Vou já dizer quais são esses problemas, e dos termos em que os definir e apreciar há-de resultar a demonstração daquela referida afinidade.

Os problemas são os seguintes:

Ser ou não devido o pagamento às câmaras municipais da licença de estabelecimento comercial e industrial pelas empresas concessionárias de aproveitamentos hidroeléctricos ou de produção de energia térmica;

Ser ou não devido o pagamento da mesma licença em relação às deduções operadas na contribuição industrial, pelo Decreto n.º 40 874, de 23 de Novembro de J956, na parte respeitante a investimentos de reorganização industrial (novos fabricos, reduções do custo e melhoria de qualidade);

A comparticipação financeira das câmaras municipais nos termos do Decreto-Lei n.º 39 805, de 4 de Setembro de 1954.

Estes três importantes problemas têm feito correr muita tinta - e também muito dinheiro ... - e avolumaram grandemente o serviço dos nossos tribunais.

Sobre cada um deles tenho naturalmente a minha opinião, quer no plano jurídico, como humilde aprendiz das coisas do direito, quer no plano político, como velho caminheiro das encostas ásperas e difíceis da vida política e administrativa.

Mas descansem VV. Ex.ªs, que não venho aqui expor essas opiniões ou defendê-las.

A questão é muito outra.
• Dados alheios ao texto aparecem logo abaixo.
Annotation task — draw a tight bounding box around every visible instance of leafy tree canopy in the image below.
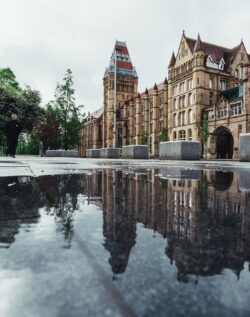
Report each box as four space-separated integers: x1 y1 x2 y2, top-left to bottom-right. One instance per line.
0 68 20 91
35 103 62 151
0 68 43 133
51 68 85 149
200 112 209 144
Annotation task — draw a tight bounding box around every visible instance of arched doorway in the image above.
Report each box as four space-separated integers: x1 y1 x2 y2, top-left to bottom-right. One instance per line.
213 127 234 159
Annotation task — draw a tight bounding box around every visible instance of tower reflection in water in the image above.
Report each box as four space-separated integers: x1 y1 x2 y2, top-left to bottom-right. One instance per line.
0 169 250 282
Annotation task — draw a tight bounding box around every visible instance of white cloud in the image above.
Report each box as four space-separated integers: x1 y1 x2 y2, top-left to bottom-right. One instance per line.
0 0 250 113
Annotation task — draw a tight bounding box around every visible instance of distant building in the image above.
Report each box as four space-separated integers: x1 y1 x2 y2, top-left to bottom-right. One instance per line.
79 107 103 157
80 33 250 159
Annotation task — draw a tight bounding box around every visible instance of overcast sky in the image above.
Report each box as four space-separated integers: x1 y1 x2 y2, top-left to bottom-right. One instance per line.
1 0 250 113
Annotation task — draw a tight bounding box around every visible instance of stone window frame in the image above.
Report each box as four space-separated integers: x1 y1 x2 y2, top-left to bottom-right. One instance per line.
188 109 193 124
179 129 186 140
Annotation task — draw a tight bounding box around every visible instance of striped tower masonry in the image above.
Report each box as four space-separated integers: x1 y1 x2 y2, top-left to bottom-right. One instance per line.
103 40 138 148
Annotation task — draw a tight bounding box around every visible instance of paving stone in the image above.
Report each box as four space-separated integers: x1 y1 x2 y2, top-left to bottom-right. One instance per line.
46 150 78 157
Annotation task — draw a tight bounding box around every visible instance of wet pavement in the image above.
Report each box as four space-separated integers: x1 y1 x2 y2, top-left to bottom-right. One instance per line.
0 158 250 316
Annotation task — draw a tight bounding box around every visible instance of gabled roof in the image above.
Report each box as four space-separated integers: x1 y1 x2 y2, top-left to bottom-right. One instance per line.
87 107 103 120
185 35 245 64
216 95 228 106
140 81 165 98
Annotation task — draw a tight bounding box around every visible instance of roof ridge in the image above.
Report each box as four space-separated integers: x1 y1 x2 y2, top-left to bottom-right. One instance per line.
89 107 103 116
186 36 238 52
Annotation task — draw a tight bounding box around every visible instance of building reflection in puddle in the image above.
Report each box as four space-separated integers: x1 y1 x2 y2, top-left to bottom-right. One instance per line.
91 169 250 282
0 169 250 282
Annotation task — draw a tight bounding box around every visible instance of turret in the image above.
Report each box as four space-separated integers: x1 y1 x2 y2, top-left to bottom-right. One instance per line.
194 33 205 67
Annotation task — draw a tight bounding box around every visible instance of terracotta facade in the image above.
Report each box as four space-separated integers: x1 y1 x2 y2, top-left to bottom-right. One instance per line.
80 33 250 159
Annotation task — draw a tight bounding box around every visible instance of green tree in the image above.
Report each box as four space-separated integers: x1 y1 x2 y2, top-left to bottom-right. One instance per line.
35 104 62 151
140 131 148 145
54 69 84 149
0 68 20 90
17 133 39 155
18 86 43 132
199 112 209 156
160 127 168 142
0 68 43 153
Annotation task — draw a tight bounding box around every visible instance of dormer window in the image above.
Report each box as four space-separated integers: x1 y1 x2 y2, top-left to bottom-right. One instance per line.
206 55 224 70
207 55 213 63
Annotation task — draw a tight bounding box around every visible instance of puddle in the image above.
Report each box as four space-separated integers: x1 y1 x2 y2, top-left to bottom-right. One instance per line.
0 168 250 317
41 162 78 165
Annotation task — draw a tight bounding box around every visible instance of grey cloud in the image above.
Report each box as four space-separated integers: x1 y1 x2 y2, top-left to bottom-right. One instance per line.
0 0 250 113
Mais importante e mais singela ao mesmo tempo.

Certamente que, no plano jurídico, todos aqueles problemas se desdobram numa infinidade de subproblemas que fazem as delícias dos exegetas ...

E num ou noutro se inserem questões morais da maior relevância a carecerem também de pronto remédio.

Referirei apenas o seguinte: como todos sabem, as licenças liquidadas às concessionárias da electricidade atingem quantia de vulto, em razão do elevado capital social das respectivas empresas. Pois houve chefes das secretarias das câmaras que, injustificadamente, levantaram autos de transgressão por falta de pagamento da licença, em vez de a liquidarem simplesmente e notificarem os interessados para a pagarem.

A natureza penal que deram ao processo de cobrança fê-los participar substancialmente na respectiva multa, o que num e noutro caso lhes permitiu a apropriação indevida de largas centenas de contos. Mas adiante.

A questão crucial para que desejo chamar a atenção é a de diversidade do julgador nos três problemas em causa.

Essa diversidade, naturalmente provocada pela imperfeição de textos legais, teve, e tem, as mais graves consequências.

E digo "teve" porque no domínio do anterior Código de Processo Civil a decisão tomada pelas Relações - quando o caso tinha recurso - julgou em definitivo o pleito.

Como se conhecia, por antecipação, a opinião dos ilustres desembargadores, por antecipação se sabia também se o pleito era julgado favorável ou desfavoravelmente.

Esta nova espécie de totobola judiciário decifra-se na distribuição.

E assim aconteceu muitas vezes que uma empresa pagava e outra não, que a mesma empresa pagou licença num ano e não pagou no outro, que aquele industrial viu a sua licença reduzida e o vizinho não e que o mesmo empresário teve o encargo total em certo ano e deixou de o ter no seguinte!

Pelo que toca aos encargos assistenciais das câmaras, a dança foi a mesma, podendo ainda aqui considerar-se o caso agravado por a questão se cindir em duas: a medida dos encargos pelo internamento de doentes pobres e os encargos pelas consultas externas e tratamentos ambulatórios.

Estou já a ouvir os mais entendidos a dizer: mas tudo isso acabou ou vai acabar breve.

Pelo novo Código de Processo Civil, o Supremo Tribunal de Justiça, em tribunal pleno, vai ser chamado - ou já o foi - a intervir, e, tirado o respectivo assento, as questões ficam resolvidas.

E acrescentarão, porventura: qualquer intervenção governativa representaria uma inadmissível intromissão no livre exercício das prerrogativas do poder judicial.

A isso respondo prontamente: podem não ficar resolvidas todas as dúvidas e o poder judicial em nada será afectado se se fizer uma imediata definição legal dos problemas equacionados.

Vozes: - Muito bem, muito bem!

O Orador: - E vou dizer porquê. Antes de mais, os assentos podem, eles próprios, dar lugar a diversas interpretações e depois, que os problemas postos, pela sua natureza, não são fundamentalmente problemas jurídicos.